The Question:
Show that if $G$ is bipartite and that all of its vertices have the same degree, then $G$ has a perfect matching.
My Thoughts:
I have tried using Induction on the common degree of the vertices, but it doesn't seem to work as we do not know how many vertices (or edges) there are.
I can see that this is trivially true for when the common degree is $1$ (in which case the perfect matching is simply $M=E(G)$. It is also true when the common degree is $2$, since $G$ would just be a collection of even cycles.

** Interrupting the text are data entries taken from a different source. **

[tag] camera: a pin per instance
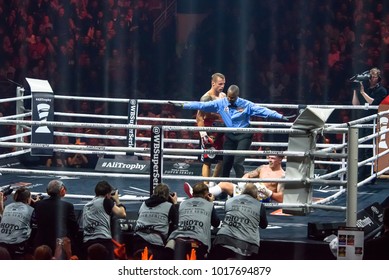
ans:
(6, 190)
(59, 241)
(365, 76)
(37, 196)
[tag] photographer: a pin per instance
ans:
(16, 223)
(97, 215)
(372, 92)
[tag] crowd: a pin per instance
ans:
(47, 228)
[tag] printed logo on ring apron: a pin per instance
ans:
(42, 110)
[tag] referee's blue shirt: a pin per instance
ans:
(237, 115)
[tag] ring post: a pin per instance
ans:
(352, 177)
(310, 121)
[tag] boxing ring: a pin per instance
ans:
(145, 140)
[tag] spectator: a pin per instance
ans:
(378, 248)
(238, 236)
(54, 218)
(195, 218)
(97, 215)
(43, 252)
(16, 224)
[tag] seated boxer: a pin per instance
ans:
(269, 191)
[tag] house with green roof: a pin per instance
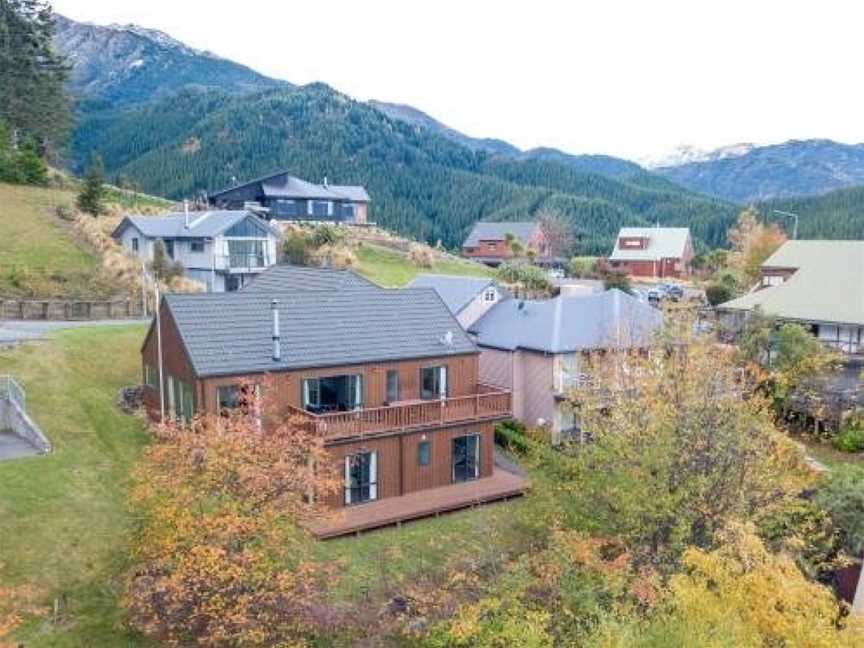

But in general I don't see how to use the fact that all vertices have the same degree. Any hints?
Best Answer
For each subset $U$ of the vertices of $G$, let us write the set of vertices $v$ adjacent in $G$ to at least one vertex of $U$ as $N_G(U)$.
Let $U$ be a subset of $S$. For each vertex $v$ in $T$ let $d_S(v)$ be the number of neighbors in $S$ that $v$ has in $G$. Then on the one hand, $\sum_{v \in N_G(U)} d_S(v) =d|S|$ (because every vertex in $G$ has the same degree $d$), but on the other hand, $d_S(v) \leq d$ (because every vertex in $G$ has the same degree $d$ so $d$ is an upper bound for $d_S(v)$). Conclude that the only way both of the above could hold is if $N_G(S)$ is at least as large as $S$.
Repeat the above line of reasoning for any subset of $T$. And then finish using Hall's.